As the March 1 deadline looms, an estimated 85.51 million Nigerian bank customers are facing the possibility of frozen accounts due to their failure to link their National Identification Numbers (NINs) and/or Bank Verification Numbers (BVNs) to their accounts.

Recent findings reveal the potential scale of the impending banking crisis.

Data from the Nigeria Inter-Bank Settlement System (NIBSS) indicates that Nigeria had approximately 146 million active individual bank customers as of December 2022.

However, by January 26, 2024, only 60.49 million BVNs were recorded on the NIBSS portal, leaving a significant portion unlinked.

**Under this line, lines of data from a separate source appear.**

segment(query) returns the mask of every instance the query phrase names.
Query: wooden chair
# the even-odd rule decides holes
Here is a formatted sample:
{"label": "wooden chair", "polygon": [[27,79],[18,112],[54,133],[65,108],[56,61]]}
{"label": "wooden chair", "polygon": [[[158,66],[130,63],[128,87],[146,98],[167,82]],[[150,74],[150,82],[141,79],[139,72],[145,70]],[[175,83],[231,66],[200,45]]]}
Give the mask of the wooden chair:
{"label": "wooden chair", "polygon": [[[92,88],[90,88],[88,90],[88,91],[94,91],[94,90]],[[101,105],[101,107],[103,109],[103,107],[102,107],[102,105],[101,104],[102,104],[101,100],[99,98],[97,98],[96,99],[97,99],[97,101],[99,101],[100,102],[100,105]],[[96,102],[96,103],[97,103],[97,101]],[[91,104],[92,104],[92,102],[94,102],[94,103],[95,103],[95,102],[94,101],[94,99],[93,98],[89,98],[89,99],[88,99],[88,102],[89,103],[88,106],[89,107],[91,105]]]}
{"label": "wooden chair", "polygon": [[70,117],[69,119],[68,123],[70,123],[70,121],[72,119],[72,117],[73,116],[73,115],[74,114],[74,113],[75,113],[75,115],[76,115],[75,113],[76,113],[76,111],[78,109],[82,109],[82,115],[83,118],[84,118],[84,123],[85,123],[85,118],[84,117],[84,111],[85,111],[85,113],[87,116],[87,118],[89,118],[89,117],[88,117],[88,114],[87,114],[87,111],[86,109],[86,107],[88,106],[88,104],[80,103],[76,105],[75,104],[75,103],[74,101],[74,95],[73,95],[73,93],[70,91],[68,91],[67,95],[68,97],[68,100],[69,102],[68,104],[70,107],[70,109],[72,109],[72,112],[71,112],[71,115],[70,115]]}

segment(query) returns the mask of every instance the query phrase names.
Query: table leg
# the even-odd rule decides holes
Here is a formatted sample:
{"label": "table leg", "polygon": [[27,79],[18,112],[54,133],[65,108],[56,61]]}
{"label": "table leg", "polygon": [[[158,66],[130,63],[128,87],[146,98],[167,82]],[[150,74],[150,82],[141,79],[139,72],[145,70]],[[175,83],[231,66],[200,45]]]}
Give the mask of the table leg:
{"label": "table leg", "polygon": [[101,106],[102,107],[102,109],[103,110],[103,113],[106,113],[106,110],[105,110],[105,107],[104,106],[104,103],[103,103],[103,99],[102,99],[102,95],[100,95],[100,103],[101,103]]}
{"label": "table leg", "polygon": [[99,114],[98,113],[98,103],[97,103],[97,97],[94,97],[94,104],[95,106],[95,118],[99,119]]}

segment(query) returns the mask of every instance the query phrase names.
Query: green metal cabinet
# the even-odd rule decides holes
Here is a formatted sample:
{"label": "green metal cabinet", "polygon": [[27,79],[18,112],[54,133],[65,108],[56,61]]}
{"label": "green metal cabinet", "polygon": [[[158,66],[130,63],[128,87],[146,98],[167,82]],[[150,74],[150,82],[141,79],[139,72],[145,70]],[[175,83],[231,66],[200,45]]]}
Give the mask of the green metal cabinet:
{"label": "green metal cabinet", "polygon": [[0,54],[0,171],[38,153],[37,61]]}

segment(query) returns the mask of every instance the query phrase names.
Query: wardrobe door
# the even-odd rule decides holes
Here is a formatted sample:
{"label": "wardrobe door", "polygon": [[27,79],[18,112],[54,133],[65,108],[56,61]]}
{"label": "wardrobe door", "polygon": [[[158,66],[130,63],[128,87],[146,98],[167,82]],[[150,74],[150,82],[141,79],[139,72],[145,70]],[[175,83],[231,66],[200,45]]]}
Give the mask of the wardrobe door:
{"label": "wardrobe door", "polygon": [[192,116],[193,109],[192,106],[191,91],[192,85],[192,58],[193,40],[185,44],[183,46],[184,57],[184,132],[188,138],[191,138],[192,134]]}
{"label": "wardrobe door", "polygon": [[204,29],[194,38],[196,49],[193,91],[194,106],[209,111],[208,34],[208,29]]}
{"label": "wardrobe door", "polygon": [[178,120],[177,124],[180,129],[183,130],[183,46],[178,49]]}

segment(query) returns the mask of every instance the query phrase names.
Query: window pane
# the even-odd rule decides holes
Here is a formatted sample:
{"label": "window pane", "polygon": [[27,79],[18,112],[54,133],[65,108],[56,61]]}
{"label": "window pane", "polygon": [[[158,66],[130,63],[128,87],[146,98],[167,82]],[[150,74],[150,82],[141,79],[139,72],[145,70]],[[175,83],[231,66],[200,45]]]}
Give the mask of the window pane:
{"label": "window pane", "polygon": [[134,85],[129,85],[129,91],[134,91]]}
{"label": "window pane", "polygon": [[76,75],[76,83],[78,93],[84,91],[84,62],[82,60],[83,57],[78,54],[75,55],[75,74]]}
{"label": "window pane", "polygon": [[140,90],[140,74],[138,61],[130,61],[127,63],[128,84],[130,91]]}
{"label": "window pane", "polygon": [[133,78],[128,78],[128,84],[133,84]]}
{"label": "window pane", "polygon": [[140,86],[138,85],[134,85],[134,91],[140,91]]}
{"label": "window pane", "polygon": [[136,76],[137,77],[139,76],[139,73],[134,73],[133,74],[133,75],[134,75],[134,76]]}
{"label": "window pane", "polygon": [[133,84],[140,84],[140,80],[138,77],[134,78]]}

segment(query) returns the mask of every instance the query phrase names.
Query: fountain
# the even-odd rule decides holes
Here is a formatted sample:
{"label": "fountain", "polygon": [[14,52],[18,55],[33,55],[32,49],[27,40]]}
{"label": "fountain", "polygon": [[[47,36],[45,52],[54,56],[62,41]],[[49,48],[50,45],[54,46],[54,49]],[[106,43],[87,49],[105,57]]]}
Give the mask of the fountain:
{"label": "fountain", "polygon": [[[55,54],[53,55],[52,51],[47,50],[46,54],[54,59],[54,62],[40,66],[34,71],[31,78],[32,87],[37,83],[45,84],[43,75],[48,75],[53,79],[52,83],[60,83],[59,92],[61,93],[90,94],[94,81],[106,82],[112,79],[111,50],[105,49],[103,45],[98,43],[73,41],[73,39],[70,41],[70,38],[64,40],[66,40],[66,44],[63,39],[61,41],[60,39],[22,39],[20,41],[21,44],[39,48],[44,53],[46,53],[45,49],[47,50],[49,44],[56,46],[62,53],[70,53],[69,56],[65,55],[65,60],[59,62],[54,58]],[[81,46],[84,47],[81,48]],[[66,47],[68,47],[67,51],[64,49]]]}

Meanwhile, about 104 million NINs had been issued by December 2023, highlighting the disparity between NIN issuance and BVN linkage.

The Central Bank of Nigeria (CBN) had earlier issued directives to banks, mandating them to restrict transactions on accounts lacking linked NINs and BVNs, with effect from March 1, 2024.

Any accounts found non-compliant risk being designated as ‘Post no Debit,’ rendering them unable to process further transactions.

Responding to the impending crisis, the Director-General of the National Identification Management Commission (NIMC), Abisoye Coker-Odusote, emphasized the need for the revalidation of Front-End Partners (FEPs) to ensure the integrity of the identity database.

She underscored the importance of NIN registration and urged collaboration with various stakeholders to expedite the process.

The Executive Vice Chairman/CEO of the Nigerian Communications Commission (NCC), Dr. Aminu Maida, reiterated the significance of linking NINs to SIM cards to enhance national security.

Telecom subscribers were urged to comply with the NIN-SIM linkage directive to avoid service disruptions.

Meanwhile, financial service providers like Opay have issued reminders of the impending restrictions, urging customers to comply with the linkage requirements.

Amidst concerns, some customers contemplate transferring funds to compliant accounts to avoid potential financial setbacks.

As the deadline approaches, stakeholders are intensifying efforts to mitigate the impact of the impending banking crisis on millions of Nigerians.